House never mentioned his opponent by name during his Kiwanis remarks, sticking to his conservative bonafides. He said he likes the idea of lower taxes and thinks there need to be more jobs created. No matter who he has talked to during his campaign, he said, and no matter what field (agricultural, industrial, etc.), the number one complaint has been virtually the same: too much government regulation.
House cited his endorsements by Georgia Right to Life and state Republican icon Bo Callaway, as well as Iraq Veterans for Congress.
If elected, he said, “I intend to attack regulation as best I can” to relieve excess burden on businesses. He also added, “I believe reducing income taxes will help businesses come back (from overseas) and help those that are here to not leave.”
Asked about the Affordable Care Act – often referred to derisively as “Obamacare” – House said he likes some parts of it, but the legislation is so complex he thinks the only solution is to repeal it completely and start all over again.

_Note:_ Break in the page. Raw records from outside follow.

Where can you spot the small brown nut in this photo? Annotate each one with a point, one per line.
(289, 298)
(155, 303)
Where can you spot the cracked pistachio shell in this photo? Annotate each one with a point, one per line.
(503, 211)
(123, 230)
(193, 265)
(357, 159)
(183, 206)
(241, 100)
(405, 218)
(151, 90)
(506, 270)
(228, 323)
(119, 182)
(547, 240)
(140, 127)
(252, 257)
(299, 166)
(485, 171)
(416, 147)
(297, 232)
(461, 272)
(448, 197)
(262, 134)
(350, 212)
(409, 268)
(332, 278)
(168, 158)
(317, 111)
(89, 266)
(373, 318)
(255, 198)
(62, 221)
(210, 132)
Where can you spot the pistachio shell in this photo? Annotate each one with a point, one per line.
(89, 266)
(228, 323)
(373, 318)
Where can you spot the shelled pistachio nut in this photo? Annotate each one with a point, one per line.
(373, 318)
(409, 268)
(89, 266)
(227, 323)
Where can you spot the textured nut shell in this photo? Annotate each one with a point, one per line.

House has three granddaughters, and he cited them as his motivation for running for Congress. Concerned about the state of the country, he wants a better nation for them “when they reach the age I am now.” Faced with that he described as a choice between getting involved or sitting back and doing nothing, he decided to get into the race.
House retired from the U.S. Army after 26 years of service and now owns a small business as a planning and research consultant for the defense industry. As a veteran he knows what it means to send someone to war, he said, as well as being a military father; his youngest daughter is an Army 2nd lieutenant with an upcoming overseas assignment.
House is also a part-time university instructor and a free-lance writer, scripting a weekly column in the Columbus Ledger-Enquirer.
House said he believes it is important to stay in touch with the public, and if elected, “I want to come back and get out and see people” and “to find out what’s going on.” His intention, he added, is to “put even more miles on that old Suburban” that has carried him to all parts of the Second District during his campaign.